Today’s question comes from Logan. He asks:
“I just turned 20 years old and currently study finance at Purdue University. I want to be financially independent by the time I am 30 years old. I have a Roth IRA with a few thousand dollars in it and I have some student loans. I wanted to reach out and see if you had any advice on some things I could do to earn some money while I am in school. Any solid books that you would recommend I read? I know ultimately becoming wealthy comes down to earning more and spending less, but are there any things you would tell your 20 year old self given the things you know now?”
Being financially independent by 30 won’t be easy. I’m assuming you want at least $1 million to generate $40,000 a year in passive income. You will have to work really, really hard and be insanely focused.
Elon Musk is going through his second divorce. People underestimate how hard guys like him work. Everything else in their life suffers. They don’t want to do anything but work, so it’s easy for them.
When your friends are going to happy hour and hooking up you will be working. When your friends are goofing around playing video games you will be working. When your friends tell you that you won’t be able to do it, you go back to working.
Growing up, the biggest vacation we ever took was to Disney World. We drove from Illinois to Florida. To save money my dad would book a motel room with two double beds for two people. He’d get the key, and me and my two sisters would sneak into the room so the manager wouldn’t see us. One of us would sleep on the floor.

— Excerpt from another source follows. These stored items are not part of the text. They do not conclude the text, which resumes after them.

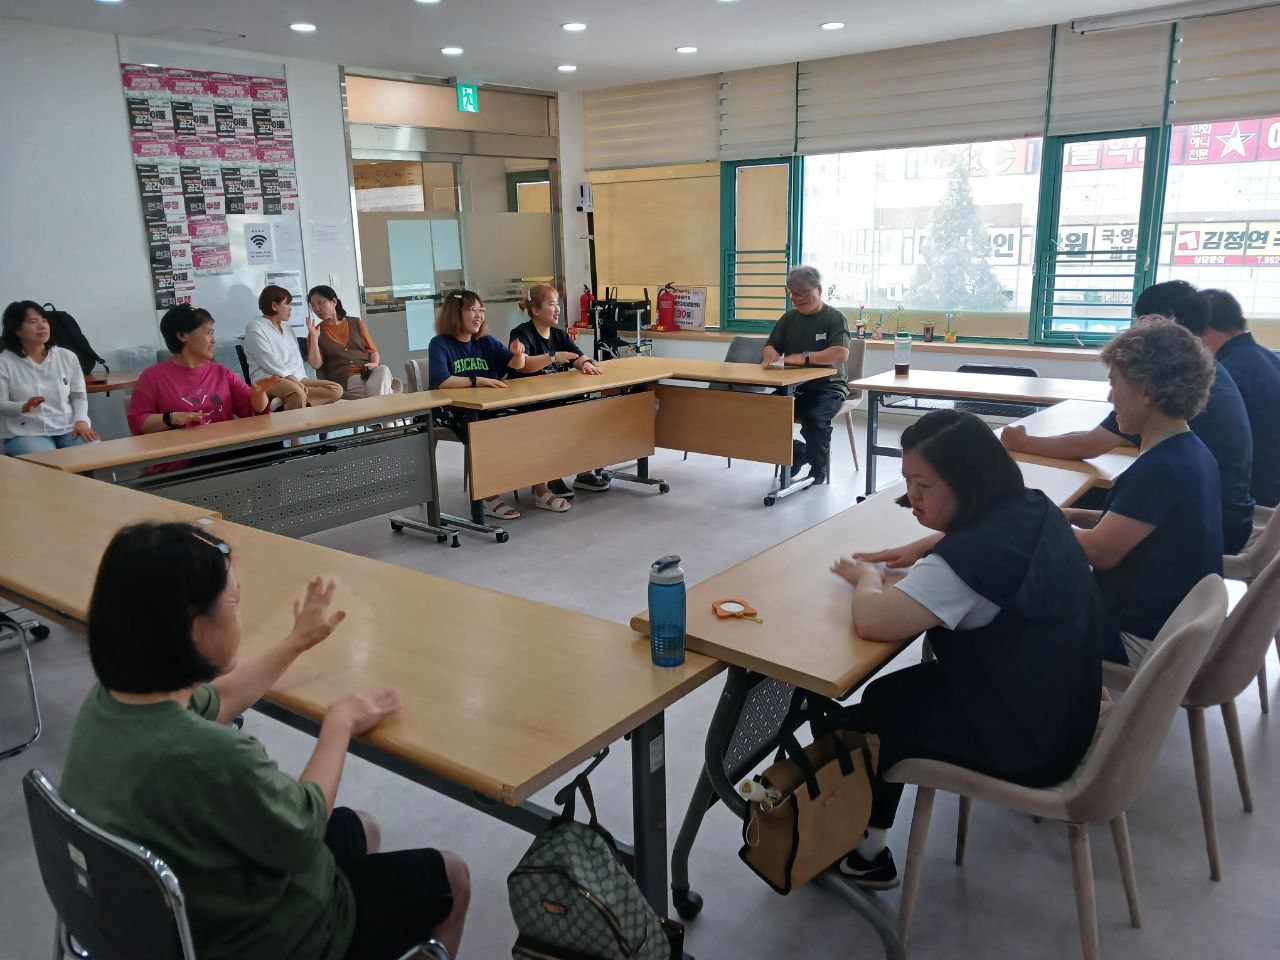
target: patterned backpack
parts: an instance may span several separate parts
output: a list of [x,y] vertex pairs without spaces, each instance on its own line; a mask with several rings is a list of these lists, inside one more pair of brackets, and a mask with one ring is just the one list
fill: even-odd
[[[573,819],[578,791],[589,823]],[[596,820],[586,776],[569,786],[551,821],[507,877],[520,931],[516,960],[669,960],[672,945],[658,915],[627,872],[618,847]]]

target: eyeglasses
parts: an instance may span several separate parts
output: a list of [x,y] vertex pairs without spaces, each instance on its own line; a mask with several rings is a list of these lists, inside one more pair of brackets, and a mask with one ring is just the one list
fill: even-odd
[[191,536],[196,540],[199,540],[205,546],[213,547],[213,549],[217,550],[224,557],[231,556],[231,544],[227,543],[225,540],[219,540],[213,534],[205,533],[203,530],[197,530],[195,527],[191,528]]
[[815,293],[816,290],[792,290],[787,287],[787,296],[792,300],[808,300]]

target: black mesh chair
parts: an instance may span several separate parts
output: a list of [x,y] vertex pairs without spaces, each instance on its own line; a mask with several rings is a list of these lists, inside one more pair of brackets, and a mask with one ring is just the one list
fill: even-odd
[[[956,373],[989,373],[1004,377],[1038,377],[1034,367],[1013,367],[1004,363],[962,363]],[[999,400],[957,400],[957,410],[967,410],[980,417],[1029,417],[1040,407],[1026,403],[1002,403]]]
[[163,860],[84,819],[39,770],[22,778],[22,792],[57,913],[55,957],[195,960],[186,901]]
[[[39,770],[22,778],[40,878],[57,923],[54,957],[196,960],[178,878],[154,853],[94,826]],[[400,960],[449,960],[437,940]]]

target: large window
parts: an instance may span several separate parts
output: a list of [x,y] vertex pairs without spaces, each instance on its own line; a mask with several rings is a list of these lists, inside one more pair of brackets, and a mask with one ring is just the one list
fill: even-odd
[[1280,117],[1172,128],[1159,274],[1230,291],[1280,345]]
[[806,157],[803,252],[828,302],[946,314],[965,336],[1027,336],[1041,141],[997,140]]

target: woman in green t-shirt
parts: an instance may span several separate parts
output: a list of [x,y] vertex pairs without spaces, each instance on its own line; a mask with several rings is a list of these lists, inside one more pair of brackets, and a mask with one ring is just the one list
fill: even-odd
[[335,589],[312,580],[289,635],[238,664],[226,543],[190,524],[142,523],[103,554],[89,606],[98,683],[60,790],[169,864],[201,960],[395,960],[433,936],[457,955],[470,898],[461,858],[379,853],[376,823],[333,805],[351,737],[399,708],[396,691],[334,703],[297,780],[229,725],[342,622],[329,609]]

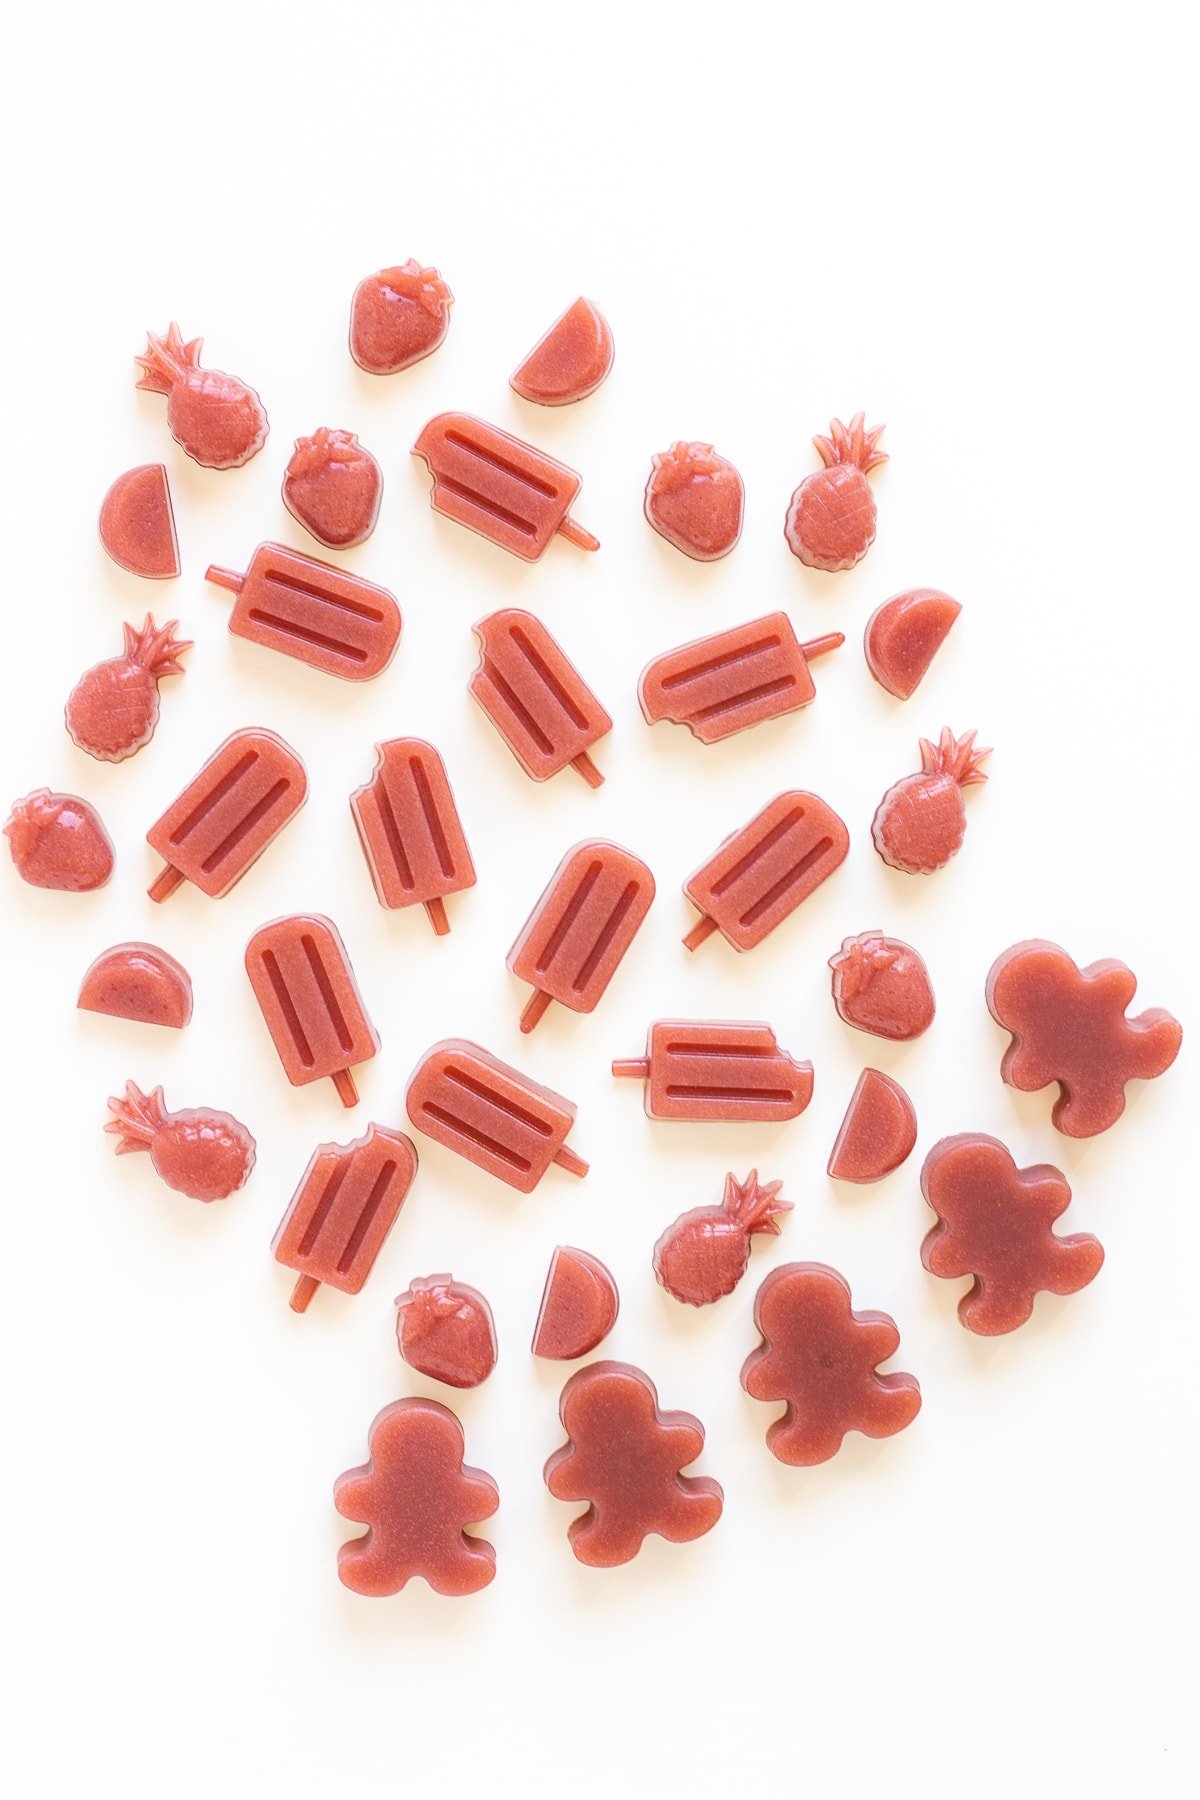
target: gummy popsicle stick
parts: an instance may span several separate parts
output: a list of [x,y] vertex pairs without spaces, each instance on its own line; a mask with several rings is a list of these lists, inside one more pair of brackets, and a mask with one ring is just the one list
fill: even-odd
[[889,694],[908,700],[941,649],[962,607],[939,588],[909,588],[877,606],[867,620],[867,667]]
[[382,674],[400,642],[400,608],[386,588],[282,544],[260,544],[244,575],[206,576],[237,595],[229,629],[343,681]]
[[169,581],[179,573],[179,540],[162,463],[126,469],[100,506],[100,542],[131,575]]
[[645,1056],[619,1057],[612,1072],[645,1082],[651,1119],[794,1119],[813,1093],[812,1064],[757,1021],[658,1019]]
[[271,1240],[276,1262],[294,1269],[293,1312],[322,1285],[360,1292],[417,1172],[411,1138],[369,1125],[349,1144],[318,1144]]
[[156,944],[114,944],[84,975],[75,1004],[81,1012],[182,1031],[192,1016],[192,978]]
[[328,1075],[357,1106],[350,1070],[379,1049],[337,927],[320,913],[273,919],[246,945],[246,973],[293,1087]]
[[532,1031],[552,1000],[593,1012],[653,899],[654,877],[632,851],[602,838],[568,851],[508,953],[533,989],[521,1030]]
[[475,627],[479,667],[468,686],[525,773],[547,781],[568,765],[589,787],[603,775],[588,755],[612,720],[540,619],[518,607]]
[[523,1194],[551,1163],[587,1174],[566,1145],[574,1104],[465,1038],[446,1038],[425,1052],[405,1103],[418,1131]]
[[768,613],[656,656],[642,670],[638,700],[651,725],[669,719],[715,744],[807,706],[817,693],[810,661],[845,641],[830,631],[802,644],[786,613]]
[[446,765],[420,738],[376,744],[375,759],[370,781],[350,796],[350,811],[379,904],[423,906],[444,937],[446,895],[475,885]]
[[256,862],[308,796],[304,764],[273,731],[235,731],[146,833],[166,863],[150,884],[165,900],[191,881],[214,900]]
[[599,538],[569,516],[583,483],[573,469],[467,413],[439,413],[413,445],[433,476],[431,503],[481,537],[536,562],[555,532],[581,550]]
[[533,1328],[534,1356],[552,1362],[590,1356],[616,1324],[620,1304],[617,1284],[598,1256],[559,1244]]
[[695,950],[720,931],[735,950],[753,950],[833,874],[849,848],[846,827],[824,800],[799,789],[777,794],[684,882],[702,915],[685,945]]
[[613,365],[608,322],[590,300],[576,300],[539,338],[509,387],[538,406],[570,406],[594,394]]

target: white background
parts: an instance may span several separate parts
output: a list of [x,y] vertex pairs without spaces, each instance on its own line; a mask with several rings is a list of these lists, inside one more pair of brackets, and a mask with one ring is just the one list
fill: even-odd
[[[998,1075],[993,957],[1047,936],[1115,955],[1146,1005],[1194,1026],[1196,605],[1193,96],[1182,10],[1143,5],[421,8],[210,4],[23,8],[5,139],[7,788],[93,800],[118,847],[103,892],[3,879],[3,1332],[8,1465],[0,1613],[12,1791],[131,1797],[613,1792],[860,1796],[1183,1793],[1194,1681],[1197,1226],[1185,1046],[1110,1133],[1057,1137],[1049,1097]],[[1189,166],[1191,165],[1191,166]],[[381,264],[435,263],[449,337],[389,380],[345,347]],[[577,294],[611,322],[592,399],[526,406],[509,371]],[[245,470],[190,464],[134,392],[147,327],[178,319],[271,417]],[[834,413],[886,420],[879,536],[851,574],[789,555],[788,496]],[[408,455],[424,420],[477,412],[577,467],[603,548],[527,567],[434,516]],[[347,564],[397,593],[395,663],[341,685],[231,639],[209,561],[305,549],[279,483],[292,440],[360,432],[386,477]],[[702,567],[641,516],[652,451],[715,441],[741,469],[741,545]],[[171,586],[104,557],[95,514],[130,464],[170,471]],[[869,679],[863,624],[900,588],[963,614],[916,697]],[[614,717],[598,793],[526,780],[465,691],[470,626],[531,607]],[[196,641],[133,762],[92,762],[62,703],[123,619],[178,614]],[[777,607],[837,627],[804,714],[705,748],[637,708],[658,652]],[[307,760],[306,810],[228,899],[145,898],[146,827],[225,734],[273,727]],[[993,744],[962,854],[913,880],[869,839],[880,794],[944,724]],[[437,941],[374,900],[346,805],[379,738],[445,755],[479,871]],[[680,882],[786,786],[847,820],[851,855],[745,957],[689,957]],[[658,899],[599,1011],[522,1041],[504,956],[563,852],[611,836]],[[278,913],[329,912],[383,1049],[363,1104],[292,1090],[241,966]],[[826,958],[880,926],[925,954],[934,1028],[889,1048],[848,1031]],[[196,991],[179,1036],[76,1012],[93,955],[146,936]],[[663,1015],[764,1017],[817,1070],[808,1113],[768,1131],[653,1125],[608,1063]],[[269,1243],[313,1146],[403,1124],[410,1069],[462,1034],[579,1104],[587,1180],[521,1198],[422,1140],[421,1169],[357,1299],[307,1317]],[[895,1073],[921,1125],[875,1188],[823,1171],[859,1069]],[[202,1208],[118,1162],[104,1100],[127,1077],[226,1106],[258,1140]],[[1194,1107],[1194,1103],[1193,1103]],[[1094,1286],[970,1337],[964,1284],[918,1260],[920,1158],[1001,1135],[1069,1174],[1068,1228],[1107,1249]],[[651,1246],[727,1168],[781,1177],[795,1211],[737,1293],[703,1314],[656,1287]],[[607,1353],[694,1410],[726,1510],[701,1542],[578,1566],[541,1467],[564,1373],[527,1342],[557,1242],[616,1273]],[[914,1426],[788,1470],[738,1370],[767,1269],[817,1258],[892,1312]],[[499,1483],[496,1581],[449,1601],[346,1592],[339,1471],[378,1409],[437,1392],[398,1359],[392,1296],[452,1269],[482,1287],[494,1377],[457,1401]],[[445,1391],[440,1397],[451,1398]]]

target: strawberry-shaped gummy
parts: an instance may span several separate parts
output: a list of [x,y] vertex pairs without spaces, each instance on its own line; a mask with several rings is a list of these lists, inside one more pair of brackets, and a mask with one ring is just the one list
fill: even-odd
[[810,569],[852,569],[875,542],[875,496],[867,474],[887,461],[876,449],[883,426],[863,427],[855,413],[849,425],[830,421],[829,436],[813,443],[824,463],[792,495],[783,534],[788,548]]
[[112,874],[112,839],[95,807],[77,794],[35,788],[13,801],[4,835],[17,874],[31,887],[85,894]]
[[778,1198],[781,1181],[759,1182],[751,1169],[745,1181],[725,1177],[720,1206],[697,1206],[681,1213],[654,1246],[654,1273],[668,1294],[685,1306],[708,1306],[732,1294],[750,1263],[755,1232],[779,1236],[779,1218],[791,1203]]
[[1004,1145],[962,1132],[933,1146],[921,1192],[938,1222],[921,1245],[931,1275],[974,1281],[958,1303],[968,1331],[1015,1331],[1038,1294],[1075,1294],[1100,1272],[1104,1251],[1086,1231],[1058,1237],[1054,1221],[1071,1204],[1066,1177],[1049,1163],[1018,1169]]
[[782,1463],[828,1462],[848,1431],[891,1437],[921,1410],[913,1375],[880,1375],[900,1333],[884,1312],[855,1312],[845,1278],[825,1263],[772,1269],[754,1301],[762,1342],[742,1365],[755,1400],[783,1400],[767,1428],[767,1448]]
[[646,518],[696,562],[729,555],[742,535],[745,501],[741,476],[711,444],[681,440],[651,458]]
[[833,1004],[847,1025],[903,1042],[933,1024],[929,970],[911,944],[882,931],[860,931],[843,939],[829,966]]
[[164,675],[182,675],[179,658],[190,642],[173,638],[178,619],[158,626],[146,614],[138,631],[125,625],[120,656],[96,663],[75,684],[67,701],[67,730],[81,750],[101,762],[124,762],[154,736],[158,724],[158,684]]
[[496,1552],[463,1527],[490,1519],[500,1495],[463,1462],[466,1441],[436,1400],[396,1400],[375,1419],[371,1460],[334,1484],[342,1517],[367,1527],[338,1551],[338,1575],[356,1594],[398,1594],[414,1576],[438,1594],[476,1594],[496,1573]]
[[628,1363],[589,1363],[558,1406],[567,1441],[545,1467],[556,1500],[586,1500],[567,1537],[581,1563],[611,1569],[652,1533],[672,1544],[711,1531],[724,1495],[709,1476],[680,1473],[704,1448],[691,1413],[660,1412],[648,1375]]
[[151,331],[147,339],[137,385],[167,396],[167,429],[180,449],[206,469],[248,463],[267,441],[267,414],[254,389],[221,369],[202,369],[203,338],[185,344],[173,322],[165,337]]
[[920,770],[888,789],[871,822],[875,848],[890,868],[931,875],[962,848],[962,790],[987,780],[979,765],[991,754],[975,748],[973,731],[956,738],[947,726],[936,744],[921,739]]
[[496,1366],[492,1309],[450,1275],[409,1283],[396,1301],[396,1342],[410,1368],[448,1387],[478,1387]]
[[160,1087],[143,1094],[132,1081],[108,1110],[104,1129],[117,1139],[117,1155],[149,1151],[155,1173],[193,1200],[226,1199],[254,1167],[254,1139],[230,1113],[210,1106],[168,1112]]
[[283,476],[283,504],[319,544],[349,550],[375,529],[383,474],[352,431],[318,426],[297,438]]
[[350,307],[350,354],[368,375],[395,375],[436,350],[454,295],[436,269],[411,256],[360,281]]

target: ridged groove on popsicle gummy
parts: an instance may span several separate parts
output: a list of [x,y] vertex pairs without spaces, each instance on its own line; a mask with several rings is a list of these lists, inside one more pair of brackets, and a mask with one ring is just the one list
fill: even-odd
[[[756,638],[752,644],[744,644],[740,650],[729,650],[724,656],[711,656],[707,662],[696,663],[690,669],[683,669],[678,675],[668,675],[659,686],[664,691],[672,688],[686,687],[691,681],[699,681],[705,675],[713,675],[718,669],[734,669],[739,664],[750,662],[761,656],[764,650],[778,650],[780,638],[778,632],[770,637]],[[790,677],[789,677],[790,680]]]
[[528,474],[524,469],[518,469],[515,463],[509,462],[507,457],[498,455],[495,450],[485,450],[482,445],[473,444],[470,438],[463,436],[461,431],[447,431],[443,442],[453,444],[456,450],[465,451],[468,456],[473,456],[476,462],[486,463],[488,468],[497,469],[502,475],[510,475],[514,481],[519,481],[523,487],[532,488],[535,494],[541,494],[547,500],[557,500],[558,498],[557,493],[548,482],[542,481],[537,475]]
[[288,1030],[291,1032],[292,1041],[296,1046],[296,1054],[304,1064],[304,1067],[306,1069],[311,1069],[316,1062],[316,1058],[313,1055],[312,1047],[305,1034],[304,1026],[300,1022],[300,1014],[296,1011],[296,1003],[288,991],[287,982],[283,979],[283,970],[279,967],[279,959],[273,950],[263,951],[262,964],[267,972],[267,980],[274,989],[275,998],[279,1002],[279,1009],[287,1020]]
[[[598,859],[590,862],[588,864],[587,868],[584,870],[583,876],[579,882],[579,886],[575,889],[575,892],[572,894],[569,903],[563,908],[562,918],[558,921],[558,924],[555,926],[554,930],[550,933],[550,936],[546,942],[546,946],[542,951],[542,954],[538,957],[537,962],[534,964],[534,967],[536,968],[539,975],[545,974],[546,970],[550,967],[550,964],[554,961],[554,958],[558,955],[558,952],[562,946],[563,940],[566,938],[566,935],[570,931],[572,925],[574,925],[576,919],[579,917],[580,913],[583,911],[583,908],[587,902],[587,897],[591,893],[592,889],[595,887],[596,883],[599,881],[600,876],[603,873],[603,871],[604,871],[604,864],[602,862],[600,862]],[[578,985],[578,984],[576,984],[576,985]]]
[[[275,802],[287,793],[291,785],[292,784],[286,775],[281,775],[278,781],[272,783],[262,799],[255,801],[246,816],[239,820],[233,830],[221,839],[221,842],[217,845],[216,849],[211,850],[204,858],[200,867],[206,875],[211,875],[213,870],[224,862],[230,852],[236,850],[238,845],[249,837],[259,820],[266,818]],[[175,839],[172,839],[171,841],[174,843]]]
[[307,931],[304,933],[300,939],[300,947],[304,951],[308,966],[312,970],[312,978],[325,1002],[325,1011],[328,1014],[329,1023],[333,1026],[334,1035],[342,1049],[349,1054],[354,1048],[354,1039],[346,1024],[346,1016],[338,1005],[337,995],[333,991],[333,983],[329,979],[329,970],[321,960],[321,952],[317,949],[316,941],[311,933]]
[[338,1257],[337,1271],[339,1275],[347,1274],[354,1267],[354,1259],[362,1247],[363,1240],[374,1222],[375,1214],[383,1205],[384,1196],[391,1186],[392,1176],[396,1173],[396,1162],[389,1158],[375,1177],[370,1193],[363,1203],[362,1211],[355,1222],[354,1229],[346,1239],[345,1248]]
[[277,631],[280,637],[295,638],[297,643],[311,644],[315,650],[328,650],[333,656],[344,656],[347,662],[365,663],[370,654],[357,644],[343,643],[340,638],[329,637],[323,631],[314,631],[310,625],[300,625],[295,619],[285,619],[278,613],[264,612],[261,606],[252,606],[246,617],[252,625],[265,625],[269,631]]
[[297,1251],[298,1257],[303,1258],[311,1256],[316,1249],[317,1241],[325,1227],[325,1221],[333,1211],[334,1202],[341,1191],[347,1175],[350,1173],[350,1167],[349,1157],[342,1157],[334,1164],[330,1171],[329,1180],[325,1183],[321,1198],[313,1208],[312,1217],[305,1227],[304,1236],[300,1239],[300,1246]]
[[[782,838],[785,838],[792,827],[798,825],[803,817],[804,808],[802,806],[789,807],[782,819],[774,824],[770,831],[765,832],[756,844],[751,845],[744,856],[739,856],[732,868],[726,869],[725,873],[713,882],[712,893],[714,897],[719,899],[722,894],[726,893],[733,886],[735,881],[740,881],[742,876],[752,869],[757,862],[760,862],[768,850],[774,849],[775,845],[778,844]],[[717,854],[719,855],[720,852],[718,851]]]
[[446,833],[442,829],[442,821],[438,817],[438,810],[433,802],[433,790],[429,785],[429,777],[422,767],[419,756],[409,758],[409,767],[412,770],[413,786],[417,790],[417,799],[421,803],[421,811],[425,815],[425,824],[428,828],[429,836],[437,855],[438,867],[441,869],[443,875],[453,880],[454,860],[450,855],[450,845],[446,841]]
[[765,912],[770,911],[777,900],[783,898],[789,888],[795,887],[798,881],[803,880],[813,865],[819,863],[821,858],[832,848],[832,846],[833,839],[831,837],[818,838],[812,848],[805,851],[804,855],[800,858],[800,861],[795,863],[792,868],[788,870],[786,875],[781,875],[774,886],[769,887],[765,894],[759,896],[753,906],[748,907],[746,911],[742,913],[738,923],[740,925],[753,925],[755,920],[761,919]]
[[608,915],[608,918],[604,921],[600,930],[596,933],[596,941],[588,952],[583,967],[571,983],[571,987],[575,993],[579,993],[587,986],[592,974],[599,967],[601,959],[621,928],[622,919],[637,899],[637,891],[638,886],[636,881],[629,882],[621,890],[621,893],[617,897],[616,905]]
[[515,1100],[510,1100],[506,1095],[497,1094],[492,1088],[485,1087],[482,1081],[476,1081],[475,1077],[468,1075],[465,1069],[456,1069],[447,1064],[444,1074],[446,1080],[455,1087],[464,1088],[468,1094],[474,1094],[477,1100],[484,1101],[486,1105],[493,1107],[497,1112],[506,1113],[510,1119],[517,1120],[521,1125],[528,1125],[532,1131],[539,1132],[542,1137],[553,1136],[552,1128],[544,1119],[539,1119],[536,1113],[529,1112],[527,1108],[519,1105]]
[[257,750],[247,750],[244,756],[239,757],[232,769],[221,777],[216,787],[212,788],[205,795],[199,805],[192,808],[182,824],[175,827],[174,831],[167,839],[167,842],[169,844],[181,844],[184,838],[190,837],[197,825],[207,819],[213,809],[219,806],[225,796],[233,791],[239,781],[241,781],[243,775],[245,775],[248,770],[252,769],[258,760]]
[[519,625],[514,625],[509,632],[509,637],[521,652],[526,662],[541,676],[571,723],[578,726],[580,731],[585,731],[588,722],[586,713],[581,712],[579,707],[576,706],[570,694],[567,692],[558,676],[554,673],[554,670],[550,667],[545,657],[541,654],[540,650],[530,642],[528,635]]

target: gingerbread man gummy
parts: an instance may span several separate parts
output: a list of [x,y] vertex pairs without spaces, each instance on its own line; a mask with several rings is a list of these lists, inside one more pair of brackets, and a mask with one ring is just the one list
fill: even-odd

We didn’t have much money. That made me have a scarcity mindset. To be successful you need to shift to an abundance mindset. To know that there’s always more money out there, that you can switch jobs or careers when things aren’t working, that you can do big things like become a millionaire in eight years.
That’s what I wish I’d know in my 20s. See the world as a place of abundance. I wouldn’t have been afraid to fail. I wouldn’t have been afraid of making decisions. I would have believed in myself, and the vision I had for my life.
What helped me change my mindset was getting a mentor. I don’t know why more people don’t use them. They helped me get out of a career that was boring and I hated. It’s the single best decision I made.
Mark Zuckerberg was mentored by Steve Jobs. Bill Gates was mentored by Warren Buffett. Gwyneth Paltrow was mentored by Madonna. Sheryl Sandberg was mentored by Larry Summers.
I read a lot of books. They can take you pretty far. Think and Grow Rich by Napoleon Hill has the basic rules of success you need to know. But books won’t tell you what you don’t want to hear, or hold you accountable. That’s why you need a mentor.
You can find one anywhere. It can be a boss, someone else at work, someone you find on LinkedIn, a professor, a teacher.
My freshman year of college I was laying sod because I needed the money. If you need to earn money right now it’s okay to do menial jobs. Your free time should be spent working on interesting and challenging projects.
When you graduate, you want to be the job candidate who says, “I had an idea for a business. I learned how to validate it. I created a prototype. Then I tested ways I could monetize and market it.”
Or, “Here’s the result of my internship at JP Morgan.”
Guess who can help you with those things? Right, a mentor.
You might become a millionaire by 30. But you need to know you’re going to have to work really hard while your friends are having fun. You have to be willing to make decisions and fail. You need to believe in yourself and your vision when no one else does. Most importantly, you need to seek out good mentors starting now.
If you can do all that, then you’ll succeed.